Faits et événements La Télévision publique tchèque supprime le poste de correspondant en Russie
La Télévision publique tchèque n’aura plus de correspondant en Russie. Le directeur général Jiří Janeček a supprimé ce poste ce lundi, suite à l’impossibilité d’obtenir un visa de travail pour le correspondant actuel Josef Pazderka.
Jiří Janeček
« Si j’ai pris cette décision, c’est parce que je ne veux pas que la
Télévision tchèque, en tant qu’institution indépendante, se retrouve
prise au piège comme un bouc émissaire dans des sortes de jeux
diplomatiques ou d’espionnage. »
Le directeur général a exprimé sa déception. Par son opposition, la Russie empêche la libre circulation des informations sur un pays aussi médiatiquement attrayant que la Russie.
Josef Pazderka
Suite à la décision du ministère russe des Affaires étrangères, Josef
Pazderka doit quitter Moscou d’ici la fin du mois de mars, alors que
selon son contrat, il devait rester en poste jusqu’à la fin de
l’année 2010. Avant l’expiration de son visa de travail, il a
demandé, il y a quelque temps, une simple prolongation. Le 16 février,
elle lui a été refusée sans aucune explication officielle. Selon un
employé du ministère russe qui veut rester dans l’anonymat, il
s’agirait d’une mesure de rétorsion pour répondre à l’expulsion du
correspondant de Parlamentskaya gazeta de Prague, en été dernier. De
source non officielle, ce serait une réaction à des mesures prises par
les autorités tchèques contre des employés des services de renseignement
russes travaillant en Tchéquie, et utilisant une couverture de
journalistes.
Avant de devenir le correspondant de la Télévision tchèque en Russie, Josef Pazderka travaillait dans l’humanitaire en Tchétchénie et était reporter dans des régions politiquement instables du Caucase.

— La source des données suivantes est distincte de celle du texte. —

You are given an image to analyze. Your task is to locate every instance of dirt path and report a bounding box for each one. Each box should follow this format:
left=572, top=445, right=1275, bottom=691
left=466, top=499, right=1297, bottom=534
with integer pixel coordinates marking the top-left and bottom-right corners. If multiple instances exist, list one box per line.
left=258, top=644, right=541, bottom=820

Depuis 2006, il est déjà le deuxième correspondant tchèque en Russie
bloqué dans son travail à cause d’un refus de visa. Aujourd’hui,
Josef Pazderka se retrouve donc dans la même situation que son
prédécesseur, Jan Moláček, actuel correspondant à Vienne. De la même
façon, il s’était vu refuser, il y a 4 ans, la prolongation de son visa
de travail sans qu’aucune raison officielle ne soit avancée. La
décision avait alors été qualifiée par les médias de mesure de
réciprocité après le départ de Prague du correspondant de l’agence de
presse gouvernementale RIA Novosti, Leonid Sviridov.
En 2000 déjà, Jaromír Štětina et Petra Procházková, deux reporters tchèques en Tchétchénie et en Russie, fondateurs en 1994 d’une agence de presse indépendante Epicentrum, avaient été contraints de quitter sans délai la Russie.